Cicerale, il padre di Cafasso: “Altro che overdose, l’hanno ammazzato”
| di RedazioneSALERNO — «Prego, entrate», dice aprendo la porta alle nove di sera il signor Pasquale Cafasso, 72 anni, mentre una cappa di nebbia avvolge questo minuscolo paesino del Cilento vicino ad Agropoli. Il paesino dei ceci, per questo si chiama Cicerale. Ma c’è la nebbia adesso, una nebbia fittissima, anche intorno alla morte di suo figlio Gianguerino, secondo lui: «L’hanno chiamato pusher e pappone, anzi il pappone dei trans di Roma nord, l’hanno dipinto come il grande ricattatore di Marrazzo, invece il mio Gianguerino è morto come un cane a 36 anni il 12 settembre in una squallida camera d’albergo, ma pochi giorni prima m’aveva detto di avere paura… Altro che overdose, l’hanno ammazzato. Eppure nessuno in tutti questi mesi è venuto mai a parlare con noi». Il signor Cafasso si commuove, accanto a lui c’è la moglie Laura, sono sposati da 38 anni, hanno altri tre figli e tre nipotini. «Ecco — aggiunge la mamma di Gianguerino —, avete tanto parlato del video di Marrazzo con i trans. Beh, la volete sapere una cosa? Gianguerino, il mio primogenito, non aveva un videotelefonino, perché io gli dicevo sempre: ti posso mandare a Roma le foto dei nipotini? Ma lui diceva di no, perché il videofonino non ce l’aveva…».

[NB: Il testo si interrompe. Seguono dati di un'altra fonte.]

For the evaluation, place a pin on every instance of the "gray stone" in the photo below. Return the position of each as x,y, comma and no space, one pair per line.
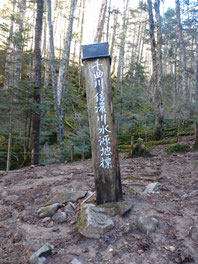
46,219
48,211
70,208
152,187
126,228
124,207
147,224
60,217
11,198
93,222
69,196
39,256
76,261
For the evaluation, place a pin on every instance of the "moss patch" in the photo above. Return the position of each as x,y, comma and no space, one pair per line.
82,219
178,148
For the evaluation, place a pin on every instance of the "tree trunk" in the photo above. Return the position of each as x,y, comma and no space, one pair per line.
108,20
115,20
159,57
9,144
62,108
122,46
37,85
195,88
101,22
102,130
186,101
53,68
159,117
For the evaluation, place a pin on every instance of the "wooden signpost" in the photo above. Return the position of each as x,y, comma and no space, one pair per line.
101,123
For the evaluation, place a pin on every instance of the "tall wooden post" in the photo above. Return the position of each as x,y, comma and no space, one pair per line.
101,123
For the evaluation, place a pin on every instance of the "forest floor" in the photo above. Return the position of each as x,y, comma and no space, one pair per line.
175,204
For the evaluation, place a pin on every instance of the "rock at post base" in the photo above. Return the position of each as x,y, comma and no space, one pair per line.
152,187
124,207
39,256
60,217
147,224
76,261
93,222
48,211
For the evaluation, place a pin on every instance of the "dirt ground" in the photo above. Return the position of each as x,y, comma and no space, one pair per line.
23,192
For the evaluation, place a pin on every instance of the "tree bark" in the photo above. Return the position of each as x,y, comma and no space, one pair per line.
122,46
101,22
102,130
159,117
182,48
67,58
37,85
159,56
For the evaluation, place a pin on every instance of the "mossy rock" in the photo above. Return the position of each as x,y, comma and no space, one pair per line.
140,149
178,148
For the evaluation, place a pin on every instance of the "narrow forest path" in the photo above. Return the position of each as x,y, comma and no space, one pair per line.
175,204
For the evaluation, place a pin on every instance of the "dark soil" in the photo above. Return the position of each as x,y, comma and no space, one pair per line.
23,192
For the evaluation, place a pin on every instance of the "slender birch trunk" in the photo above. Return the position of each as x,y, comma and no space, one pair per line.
108,20
159,118
159,58
80,44
101,22
183,65
37,85
115,21
122,46
195,88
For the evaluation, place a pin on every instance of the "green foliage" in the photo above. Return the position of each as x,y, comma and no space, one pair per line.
140,149
178,148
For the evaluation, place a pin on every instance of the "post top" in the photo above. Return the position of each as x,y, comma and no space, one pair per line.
95,50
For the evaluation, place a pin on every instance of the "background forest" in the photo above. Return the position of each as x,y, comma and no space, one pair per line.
154,69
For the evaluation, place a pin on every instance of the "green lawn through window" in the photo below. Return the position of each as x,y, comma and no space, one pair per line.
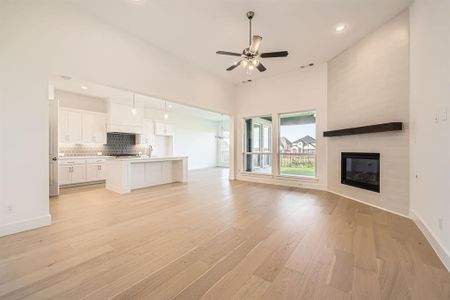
297,171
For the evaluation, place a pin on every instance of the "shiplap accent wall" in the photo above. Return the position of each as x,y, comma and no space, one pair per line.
368,84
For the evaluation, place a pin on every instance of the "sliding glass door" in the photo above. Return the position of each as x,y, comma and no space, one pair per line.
258,145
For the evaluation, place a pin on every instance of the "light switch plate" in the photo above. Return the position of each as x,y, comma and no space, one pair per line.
444,115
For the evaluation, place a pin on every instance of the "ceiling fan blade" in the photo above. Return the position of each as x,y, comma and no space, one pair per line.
228,53
256,42
275,54
234,66
260,67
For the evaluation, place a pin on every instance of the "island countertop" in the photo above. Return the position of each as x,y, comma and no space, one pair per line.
150,159
125,174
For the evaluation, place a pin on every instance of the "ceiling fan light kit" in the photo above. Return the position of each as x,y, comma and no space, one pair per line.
250,57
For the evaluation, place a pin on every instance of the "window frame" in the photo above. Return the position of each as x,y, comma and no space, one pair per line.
278,152
261,144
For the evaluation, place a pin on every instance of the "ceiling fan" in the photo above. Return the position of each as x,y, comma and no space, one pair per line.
250,57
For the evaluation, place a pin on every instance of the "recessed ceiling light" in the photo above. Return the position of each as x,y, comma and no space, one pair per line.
65,77
340,28
137,2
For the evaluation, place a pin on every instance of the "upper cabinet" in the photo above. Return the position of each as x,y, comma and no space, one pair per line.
81,127
70,126
164,129
94,128
122,119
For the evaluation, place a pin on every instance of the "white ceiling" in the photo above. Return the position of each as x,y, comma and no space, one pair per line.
126,97
195,29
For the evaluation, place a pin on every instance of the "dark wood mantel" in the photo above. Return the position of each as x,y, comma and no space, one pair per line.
392,126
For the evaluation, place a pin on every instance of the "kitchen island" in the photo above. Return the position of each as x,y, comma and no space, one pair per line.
126,174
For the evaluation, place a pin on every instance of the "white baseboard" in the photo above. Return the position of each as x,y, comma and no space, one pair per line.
370,204
25,225
440,250
276,180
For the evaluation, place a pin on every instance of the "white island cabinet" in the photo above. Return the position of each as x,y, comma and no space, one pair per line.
126,174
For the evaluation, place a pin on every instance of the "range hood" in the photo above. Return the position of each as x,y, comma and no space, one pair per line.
121,119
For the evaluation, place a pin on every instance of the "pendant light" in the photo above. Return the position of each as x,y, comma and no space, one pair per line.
166,115
133,110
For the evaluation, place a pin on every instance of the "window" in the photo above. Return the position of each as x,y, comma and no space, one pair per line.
298,144
258,145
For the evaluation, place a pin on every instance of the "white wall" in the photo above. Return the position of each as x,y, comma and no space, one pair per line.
41,38
430,138
299,90
367,85
78,101
194,137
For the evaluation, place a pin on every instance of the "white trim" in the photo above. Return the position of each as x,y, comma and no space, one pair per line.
370,204
25,225
269,179
440,249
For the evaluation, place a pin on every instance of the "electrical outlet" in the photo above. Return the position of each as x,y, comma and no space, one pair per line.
444,115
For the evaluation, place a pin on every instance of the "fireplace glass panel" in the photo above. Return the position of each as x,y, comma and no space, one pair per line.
361,170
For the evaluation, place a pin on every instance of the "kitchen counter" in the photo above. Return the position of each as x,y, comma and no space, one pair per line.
125,174
150,159
84,157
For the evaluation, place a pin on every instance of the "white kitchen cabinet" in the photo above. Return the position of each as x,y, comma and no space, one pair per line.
148,133
94,128
166,171
78,174
80,170
64,175
95,172
164,129
72,171
70,126
95,169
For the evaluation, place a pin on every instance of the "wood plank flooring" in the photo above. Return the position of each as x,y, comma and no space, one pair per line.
216,239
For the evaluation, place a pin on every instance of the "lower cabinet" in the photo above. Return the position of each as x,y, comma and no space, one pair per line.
72,173
95,172
81,170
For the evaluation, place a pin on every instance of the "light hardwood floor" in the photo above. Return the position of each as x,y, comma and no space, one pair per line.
215,239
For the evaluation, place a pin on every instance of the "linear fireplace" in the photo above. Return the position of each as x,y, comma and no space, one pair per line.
361,170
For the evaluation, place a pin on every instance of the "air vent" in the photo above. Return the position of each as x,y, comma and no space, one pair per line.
307,66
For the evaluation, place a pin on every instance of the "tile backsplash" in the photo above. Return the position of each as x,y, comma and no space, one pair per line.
117,143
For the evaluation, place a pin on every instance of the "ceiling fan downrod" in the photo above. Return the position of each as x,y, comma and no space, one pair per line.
250,16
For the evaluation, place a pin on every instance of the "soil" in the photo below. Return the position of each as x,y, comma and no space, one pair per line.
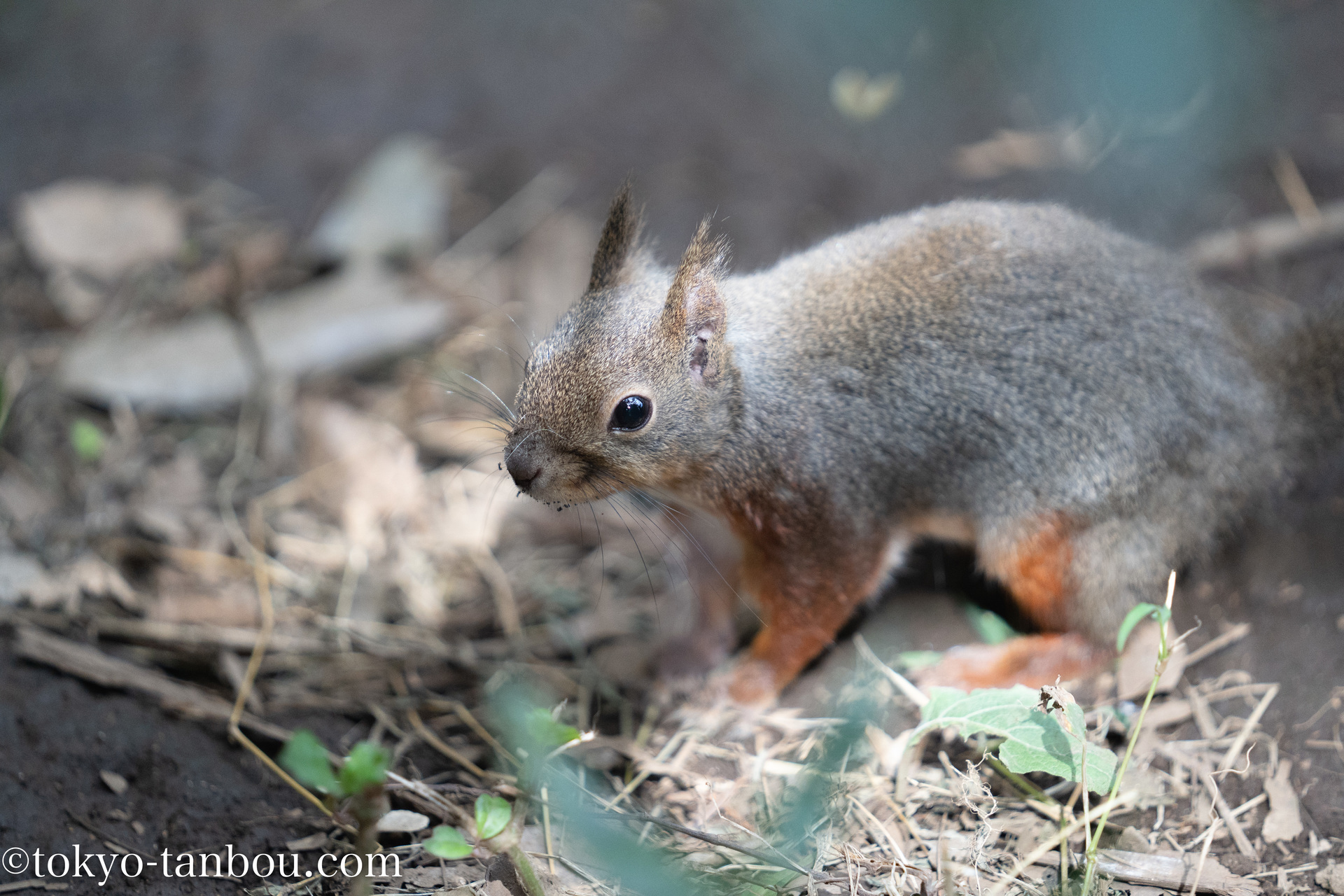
715,108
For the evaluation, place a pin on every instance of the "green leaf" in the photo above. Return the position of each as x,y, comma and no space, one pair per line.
305,758
990,626
1032,741
1136,615
86,440
366,764
492,814
545,731
448,843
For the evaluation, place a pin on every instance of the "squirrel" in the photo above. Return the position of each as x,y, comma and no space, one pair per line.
1069,400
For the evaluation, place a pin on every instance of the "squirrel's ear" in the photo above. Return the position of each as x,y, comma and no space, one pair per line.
619,246
694,305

«Hanno pure detto che era un confidente dei carabinieri arrestati», s’indigna papà Pasquale. «Macché confidente. Poco tempo prima che lo trovassero morto, mi raccontò che voleva lasciare il suo appartamento in affitto a Roma perché lì dentro accadevano strane cose, lui faceva il guardiano in una fabbrica con la sua compagna che faceva le pulizie, noi sapevamo che si chiamava Jennifer ma ignoravamo che fosse un trans. Dunque, mio figlio diceva che quando tornava la sera trovava le cose spostate, una volta le camicie nell’armadio, un’altra gli oggetti personali, anche il mobilio. Diceva: papà, io devo andarmene non mi sento più sicuro…».

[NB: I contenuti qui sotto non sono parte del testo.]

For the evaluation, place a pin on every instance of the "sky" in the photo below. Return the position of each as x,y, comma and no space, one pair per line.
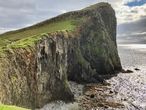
15,14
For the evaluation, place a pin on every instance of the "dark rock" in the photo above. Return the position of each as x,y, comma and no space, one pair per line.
92,96
36,75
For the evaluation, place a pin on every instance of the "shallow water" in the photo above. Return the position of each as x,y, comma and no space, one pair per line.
129,88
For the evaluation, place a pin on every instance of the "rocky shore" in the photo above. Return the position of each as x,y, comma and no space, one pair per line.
125,91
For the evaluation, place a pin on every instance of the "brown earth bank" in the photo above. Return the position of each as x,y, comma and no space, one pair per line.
36,75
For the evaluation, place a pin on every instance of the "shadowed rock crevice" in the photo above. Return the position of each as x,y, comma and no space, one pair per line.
36,75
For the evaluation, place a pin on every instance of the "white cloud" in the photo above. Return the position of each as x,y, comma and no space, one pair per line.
130,14
128,1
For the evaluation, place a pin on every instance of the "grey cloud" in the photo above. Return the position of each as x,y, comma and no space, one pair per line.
132,28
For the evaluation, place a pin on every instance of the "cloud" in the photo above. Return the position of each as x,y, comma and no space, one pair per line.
133,28
21,13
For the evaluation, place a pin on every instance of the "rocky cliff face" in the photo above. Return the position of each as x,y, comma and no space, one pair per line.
36,75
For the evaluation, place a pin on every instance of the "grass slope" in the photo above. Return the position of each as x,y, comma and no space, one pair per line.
27,36
7,107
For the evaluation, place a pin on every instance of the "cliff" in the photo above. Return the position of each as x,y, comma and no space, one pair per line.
78,46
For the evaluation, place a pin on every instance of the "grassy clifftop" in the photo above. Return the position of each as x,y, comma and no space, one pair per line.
68,21
6,107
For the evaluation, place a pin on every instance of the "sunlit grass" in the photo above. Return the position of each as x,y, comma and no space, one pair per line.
8,107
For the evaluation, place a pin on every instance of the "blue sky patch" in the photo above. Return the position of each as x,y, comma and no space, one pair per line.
136,3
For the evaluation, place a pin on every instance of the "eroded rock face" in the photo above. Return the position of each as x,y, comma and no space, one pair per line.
34,76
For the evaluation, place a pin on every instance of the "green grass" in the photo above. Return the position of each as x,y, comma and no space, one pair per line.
7,107
27,36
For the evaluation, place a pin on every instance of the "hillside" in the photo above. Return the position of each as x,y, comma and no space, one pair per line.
37,62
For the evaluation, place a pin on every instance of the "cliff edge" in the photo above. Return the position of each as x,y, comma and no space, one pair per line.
79,46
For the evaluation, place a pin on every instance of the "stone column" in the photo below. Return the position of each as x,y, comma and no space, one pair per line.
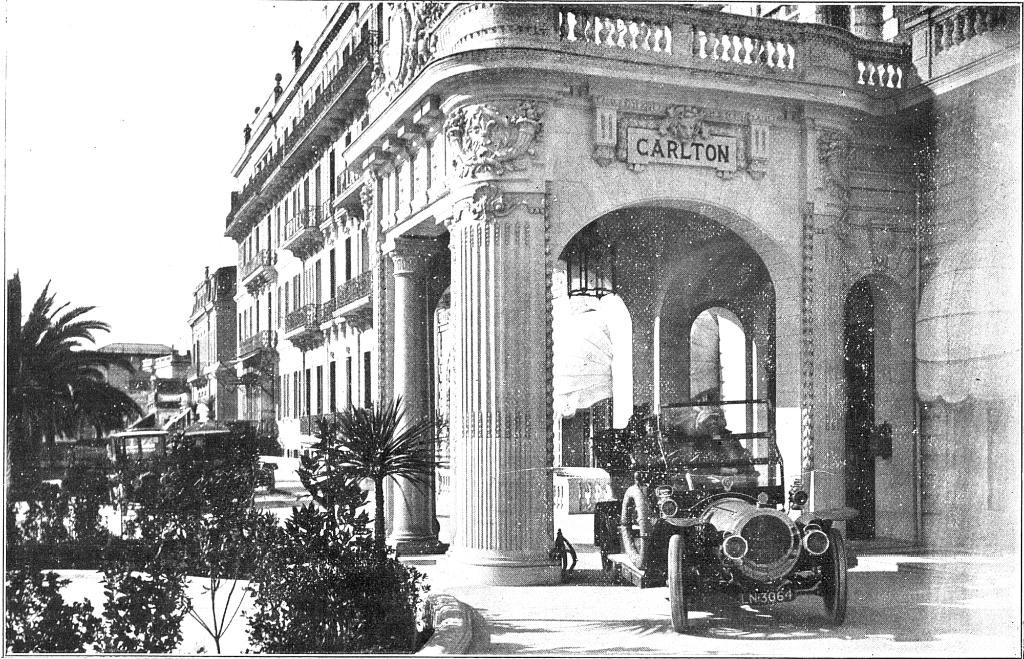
501,397
413,511
867,22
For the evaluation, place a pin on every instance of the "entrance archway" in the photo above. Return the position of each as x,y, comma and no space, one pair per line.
670,266
859,369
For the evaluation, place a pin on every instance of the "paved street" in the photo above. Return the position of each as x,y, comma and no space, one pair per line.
927,608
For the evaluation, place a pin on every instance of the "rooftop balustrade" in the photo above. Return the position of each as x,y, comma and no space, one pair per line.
346,85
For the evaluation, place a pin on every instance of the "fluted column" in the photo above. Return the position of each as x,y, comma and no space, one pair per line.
413,530
500,393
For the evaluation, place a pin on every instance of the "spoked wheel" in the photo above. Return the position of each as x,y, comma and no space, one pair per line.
834,578
678,582
635,527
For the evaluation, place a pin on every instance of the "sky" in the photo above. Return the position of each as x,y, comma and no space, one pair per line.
123,122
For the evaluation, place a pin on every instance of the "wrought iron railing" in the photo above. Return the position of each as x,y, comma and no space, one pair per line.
262,259
357,287
262,340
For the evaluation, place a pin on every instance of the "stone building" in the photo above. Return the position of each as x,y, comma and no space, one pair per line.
531,218
214,345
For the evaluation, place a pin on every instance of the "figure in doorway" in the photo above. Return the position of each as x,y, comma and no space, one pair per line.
562,551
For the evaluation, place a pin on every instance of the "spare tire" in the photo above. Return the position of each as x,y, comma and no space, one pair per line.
635,527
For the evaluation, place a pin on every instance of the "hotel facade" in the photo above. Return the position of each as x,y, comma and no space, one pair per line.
527,220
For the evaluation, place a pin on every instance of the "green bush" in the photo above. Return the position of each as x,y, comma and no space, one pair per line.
39,620
324,589
142,611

«Fino ai 18 anni — dice la signora Laura — Gianguerino non aveva avuto problemi. Era un bravissimo pasticciere. Poi però è partito per il militare, è andato a Roma a fare l’aeronautica. Tutto normale fino a otto mesi fa quando per una delusione d’amore si è trasferito a Roma dove ha incontrato Jennifer, che però poi non è manco venuta ai funerali. È sparita. Quel giorno, il 17 settembre, nella chiesa di San Giorgio c’erano tantissimi fiori e tantissimi amici per salutare il Gigante Buono, come lo chiamavamo. Era un ragazzone di 120 chili che viveva per gli altri, altro che pusher e pappone. Chiedetelo a Giorgio, un ragazzino down che vive in paese. Un giorno gli dovevano portare a casa un pianoforte, ma non riuscivano a farlo salire per le scale. Giorgio chiese aiuto a Gianguerino che in dieci minuti radunò 8 amici e il pianoforte entrò a casa. Questo era mio figlio».